The bill, pushed by conservative Muslim parties like the
Prosperous Justice Party (or PKS, in Indonesian) and the Crescent Star Party (or PBB), also leaves open the possibility of vigilantism, where radical Muslims could mount pressure on the authorities to ban events or
images they deem pornographic.

‘’This bill probably reflects a majority sentiment in Indonesia, particularly when it is portrayed that to be against the bill is to be pro-pornography,” says Sidney Jones, head of the South-east Asia section of the International Crisis Group, a Brussels-based think tank.

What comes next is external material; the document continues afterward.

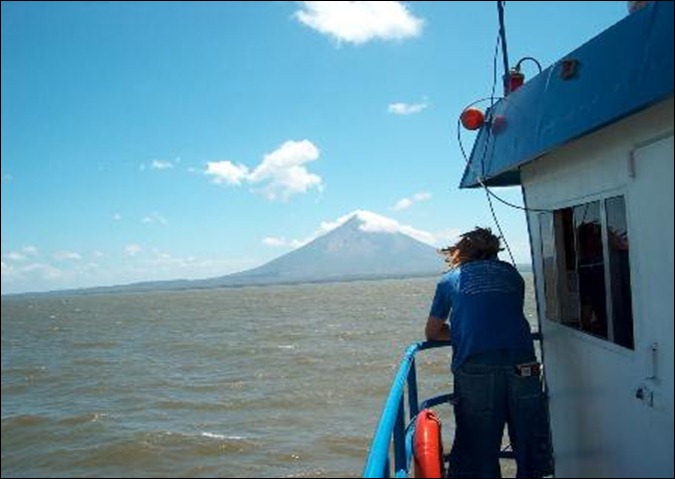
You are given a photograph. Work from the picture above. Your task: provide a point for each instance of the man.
(478, 307)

‘’The bill goes deep into the Muslim mainstream. There is an increasing push from some Muslim groups and some Muslim parties to give the state a greater role in legislating morality.”

But it also reveals how conservative Muslims are using the new found freedoms that the country has witnessed a decade after the fall of the Suharto dictatorship, which held Indonesia in an oppressive grip for over 30 years.

‘’One of the things that democracy has offered is a space
for different voices in the political spectrum to emerge.
And the radicals are using this space, as the bill shows,” Jones added during an interview here.

Such trends are even taking root in the country’s large secular parties like Golkar, which threw its weight behind the anti-pornography bill. ‘’There has been a kind of Islamisation of Golkar,” Jones revealed. ‘’The political parties are under pressure from an active civil society
movement on the Muslim right.”

This shift is raising fears that Indonesia is inching closer to emulate its Muslim neighbour Malaysia, where Islam is recognised as the state religion.

That would mean abandoning the regional giant’s national ideology of ‘pancaseela’, which seeks to embraces the country’s diversity and remain moderate through its five pillars. They are; belief in a single god, support for Indonesian unity, promotion of a just and civilised humanity, advancement of representative government and push for social justice.

‘’These are signs of Indonesia searching for a new Islamic identity. At some point we have to ask if Indonesia wants to go the Malaysian way,” says Yuli Ismartono, executive editor of ‘Tempo’, a weekly current affairs magazine known for its independence and trenchant criticism. ‘’The country is under pressure from a strong, vocal minority. These radicals claim it is their right to push such bills.”

And it is not that Indonesian law ignored public concerns about pornography before. ‘’The criminal code has laws dealing with pornography. There is also a media law that forbids pornography,” Yuli told IPS. ‘’Why a new anti-pornography law?”

But supporters of the bill welcome its passage in the legislature as a much-needed barrier to contain what they view as a spread of ‘’commercial” pornography.

‘’There are concerns by parents about the spread of pornography and performances by singers that includes a kind of striptease on the stage during their shows,” says Azyumardi Azra, vice chancellor and professor of Islam at Jakarta’s State Islamic University. ‘’The target of the law is commercial pornography, because it can arouse sexuality.”

Concerns that the law is a swing towards a more conservative Islam are unfounded, he said during an interview. ‘’There is some misunderstanding. This is not based on Islamic law or shariah. This law is not a contradiction of pancaseela,” Azyumardi explained.

Nor, he added, would the law crush the culture of the non-Muslim communities in Bali and West Papua, just two regions in a country that has some 300 ethnic groups. ‘’Traditional clothing and the cultures of
the ethnic groups are not included in the law. They have no reason to fear.”